By Thomson Reuters Feb 18, 2026 | 3:08 PM

By Angela Christy M

Feb 18 (Reuters) – Food delivery company DoorDash forecast first-quarter marketplace gross order value above Wall Street estimates on Wednesday, buoyed by steady demand and ​aggressive expansion across grocery, retail and international markets.

Shares of ‌the company jumped nearly 14% after the bell, reversing earlier losses that followed a muted profit outlook.

DoorDash expects marketplace GOV, or the total dollar value of orders placed through its platform, in the range of $31 billion ‌to $31.8 ​billion in the current quarter, above ⁠estimates of $29.61 billion, according to ⁠data compiled by LSEG.

The California-based company has benefited from consumers’ appetite for convenience, with orders rising 32% during the quarter from a year earlier.

That follows similar trends at Uber, ​which earlier this month recorded a surge in gross bookings for its delivery arm.

“DoorDash’s ability to continue drawing in new ⁠customers and encourage existing customers to ⁠order more frequently shows that the platform’s convenience ​proposition is resonating strongly with consumers, even with growing cost-of-living ​pressures,” eMarketer analyst Rachel Wolff said.

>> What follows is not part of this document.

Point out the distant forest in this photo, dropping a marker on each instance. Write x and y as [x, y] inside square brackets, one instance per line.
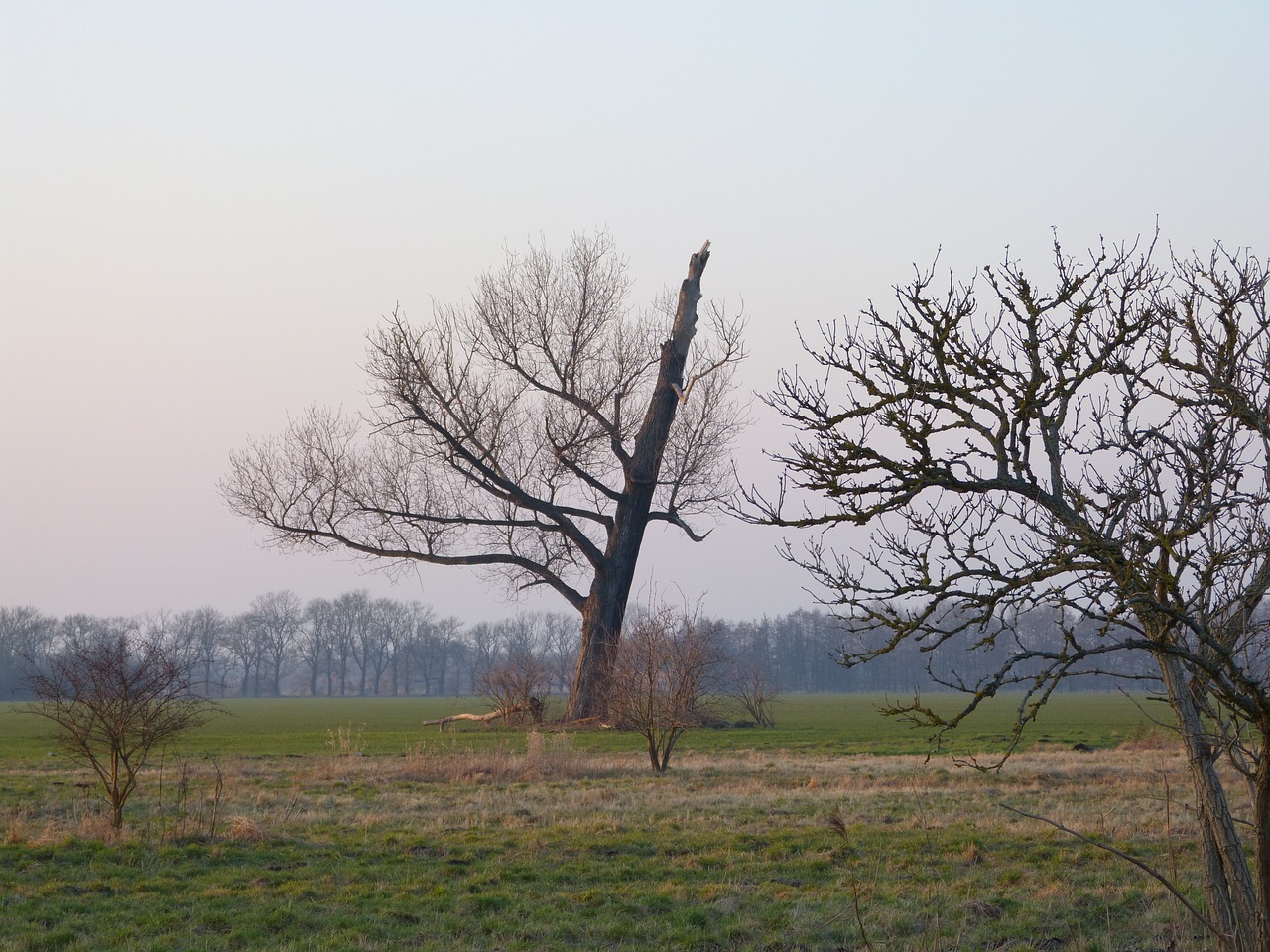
[356, 647]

DoorDash is undertaking a costly ‌rebuild of its technology system aiming to move its brands including DoorDash, Wolt and Deliveroo onto a single platform. Executives said in November the company plans to invest several hundred million ⁠dollars in 2026 on new products and technology.

Those investments weighed on profitability, with the company forecasting first-quarter adjusted EBITDA of $675 million to $775 ⁠million, below analysts’ ‌average estimate of $798.22 million.

Competition remains intense in the ⁠online food‑delivery market, with rivals such as ​Instacart and ‌Uber Eats ramping up partnerships and promotions ​to win ⁠market share.

DoorDash’s marketplace GOV for the quarter ended December 31 jumped 39% to $29.68 billion from a year ago, surpassing estimates of $27.65 billion. It earned 48 cents per share, missing the estimate of 59 cents.